Iker Casillas. Probably the first name that would come into your head if you were asked to name a player at Real Madrid who is the embodiment of the spirit and values at the club.
Now 33 years of age Spain's number one has been with the club since the age of nine, learning his craft in Madrid's "La Fabrica" academy. He's also one of only a few players to have represented the club at every level.
A glittering career at both club and international level has far too many high points to list and with the possible recent exception of Manuel Neuer, Casillas has been the premier exponent of the goalkeeping art in world football over the last few years.
However, time waits for no man and the cracks have begun to appear. Whisper it quiety...is it time for Casillas to hang up the gloves, or at the very least step aside to allow Keylor Navas to stake a claim for permanent residency in the first team?
Dropped by Mourinho
The situation that presents itself would've been inconceivable a couple of years ago, but it would appear that Jose Mourinho's tenure as manager at the Santiago Bernabeu has left a lasting legacy - and not in the way that you would expect.
If you recall, back in December 2012, Casillas was dropped without warning for the game against Malaga, Antonio Adan preferred by Mourinho in what he referred to at the time as a "technical decision" - per Nicklas Vinde of Goal.com.
Mourinho's reasoning fooled no one and it was fairly obvious that all was not well behind the scenes. During the following fixture against Real Sociedad, Adan was red carded after five minutes forcing Mourinho into using Casillas.
Huge cheers that greeted every touch of the ball from Casillas and a chorus of boos that met the Portuguese each time he exited the bench told it's own story.
Lopez stakes a claim
In yet another twist, Casillas broke his hand in the Copa del Rey tie against Valencia, forcing Madrid into the transfer market where they secured Diego Lopez before the end of January 2013.
Another product of the club's academy, Lopez was repatriated from Sevilla and responded with a string of top-class performances.

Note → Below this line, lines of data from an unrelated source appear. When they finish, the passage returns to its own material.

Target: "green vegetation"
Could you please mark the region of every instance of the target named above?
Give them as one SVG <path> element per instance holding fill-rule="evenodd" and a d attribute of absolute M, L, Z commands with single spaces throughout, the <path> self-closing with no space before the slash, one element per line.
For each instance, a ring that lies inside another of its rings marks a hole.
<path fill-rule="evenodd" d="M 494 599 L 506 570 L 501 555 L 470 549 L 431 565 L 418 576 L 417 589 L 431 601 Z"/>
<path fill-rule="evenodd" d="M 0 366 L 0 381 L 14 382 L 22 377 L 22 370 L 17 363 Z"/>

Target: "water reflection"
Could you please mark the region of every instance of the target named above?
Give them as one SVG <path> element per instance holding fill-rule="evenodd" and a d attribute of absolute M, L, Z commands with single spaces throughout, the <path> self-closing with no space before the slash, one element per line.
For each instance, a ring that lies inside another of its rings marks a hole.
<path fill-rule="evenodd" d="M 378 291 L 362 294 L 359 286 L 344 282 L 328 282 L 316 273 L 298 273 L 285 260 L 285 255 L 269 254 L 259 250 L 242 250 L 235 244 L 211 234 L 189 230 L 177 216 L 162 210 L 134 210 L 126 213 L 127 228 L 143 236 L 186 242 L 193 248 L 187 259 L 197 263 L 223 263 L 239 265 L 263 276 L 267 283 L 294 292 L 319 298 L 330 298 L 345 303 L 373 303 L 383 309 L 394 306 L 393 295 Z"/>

Even when Casillas was fit again, Mourinho was, at that point, well within his rights to keep the 6'6" stopper in-situ. Against a backdrop of more internal wrangling and a threat by Casillas and Sergio Ramos to leave the club in the summer of 2013 if Mourinho was still in charge, Florentino Perez called a press conference to announce a mutual parting of the ways.
Yet if Casillas thought his problems had been solved, he was sorely mistaken. New incumbent Carlo Ancelotti appeared to agree with his predecessor and kept Lopez between the sticks for all La Liga games, only utilising Casillas for cup games.
Ultimately, the club enjoyed a very successful season in 2013/14, landing the Copa del Rey and, finally, "La Decima" - the much sought-after 10th European Cup for a team that has dominated the competition since it's inception.
It shouldn't be forgotten that it was Casillas' basic error in that final that allowed Atletico Madrid to take the lead and come oh-so-close to landing the trophy for the first time in their history.
Look back through the season and the frequency of mistakes from San Iker suggested that his concentration levels were not at the level required for this grand old institution.
A horrific World Cup for Spain only served to highlight the lack of confidence that continues to burden him. Yet despite bringing in Navas, an agile and athletic keeper in Casillas' own image, Ancelotti made the strange and to this point unexplained decision to reinstate the latter.
It's a situation that can't have any mileage or longevity. How can you have a scenario whereby a goalkeeper coming off of the back of a great La Liga season and a magnificent World Cup is then happy to be signed up just as a reserve?
The real issue here remains a political one. Florentino Perez and Carlo Ancelotti don't want to be drawn into a situation whereby they are noted as being the authors in the exit of a player who still commands blind affection on the terraces.
The boy from Mostoles and Madrid's greatest-ever goalkeeper who pre-dates the first Galactico era of Figo, Ronaldo, Zidane and Beckham.
Sometimes it's best to quit whilst still at the top of your game and perhaps Casillas can find it within himself to gracefully step aside. After all, no one wants to see him reduced to a laughing stock.